That’s something I don’t understand. Latency at about 3 or 4 for a order of magnitude greater than the clock (10us compared to less than 700ps) is absolutely ridiculous.
Not really, you ever heard of hardware/software partitioning? That’s exactly the underlying reason for this.
I can understand some overhead, but at this level… In fact, even though latency is huge, the jitter - a much important problem - is even worse.
To achieve such low jitter as you expect you would definitely need an RTOS or even run this on a dedicated MCU.
Now, using the micro-controller, why not ? but how many gpios are available ?
There are actually more than 40 GPIOs available as both the parallel camera as well as the parallel display interfaces are not supported on Apalis TK1 and we just routed those MXM3 pins to the K20.
How to send data to the Arm cores without adding latency ?
I’m afraid that is not really possible.
Are they using shared memory ?
No, they are using a dedicated SPI interface.
Is there a possibility to use DMA to copy data directly to the RAM, independently of the CPU ?
No.
This is something I don’t understand. It is very easy to use for example a high performance audio codec. How the audio signals (sometimes multichannel 384 Ks/s) can be handled correctly without having huge amount of jitter ?
This involves buffering and dedicated hardware e.g. like the AVP.
If this works, this means that there are low latency mechanisms to get data. How a stereo audio stream at 192 Ks/s with 24bit data ( 2.6us per sample) can be handled with latency of 10us with random jitter than can be even larger ?
None of them process data at such small junks like 64 bytes but rather buffer a lot more.
That’s not logic : codecs, DACs or ADCs are widely used without any problems, even using the main processor for signal processing.
Yes, using kilobytes if not megabytes of buffering.
How HDMI connections can work with such awful timings ? It’s not logic, HDMI connections works very well with high resolutions.
All done in hardware really.
How PCIe multi channel audio cards can work flawlessly on a standard PC with software plugins, having only the latency of the signal processing (which can be large, but pretty constant) ? That’s not logic.
Just buffering, really. Plus it may even drop some samples without you ever noticing.
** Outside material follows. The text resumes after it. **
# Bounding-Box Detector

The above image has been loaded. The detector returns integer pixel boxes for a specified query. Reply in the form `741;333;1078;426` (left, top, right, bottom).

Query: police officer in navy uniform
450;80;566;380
So, there must exist some ways to acquire and emit data with timings better than that ! I least, I can accept a large latency if it is guaranteed to be stable, but it is very far from the case !
Not without running an RTOS or changing the way you plan to go about transferring data. Which makes me wonder what exactly you plan on using with those 64 byte chunks and if they are coming off an FPGA why one could not pre-process and buffer them some more so that this whole senseless discussion would be rendered obsolete.
I know that, this is mainly related to Linux, so are there alternatives for the OS ?
No, this is not related to Linux at all. I don’t think any other general purpose OS will meet what you expect be it M$ or fruity.
Even a RTOS could be OK as I only need to do signal processing on several cores. Are there system and toochains other than Linux available for the TK1 board with the minimal drivers amount (at least GPIO and ethernet )?
No, so far I have not heard of any such. The biggest hurdle on TK1 would be how to make use of all the GPU functionality in such a case. However depending on what exactly you are trying to achieve you may just run U-Boot and get away with your own dedicated native stuff making use of certain low-level drivers available there like e.g. for PCIe.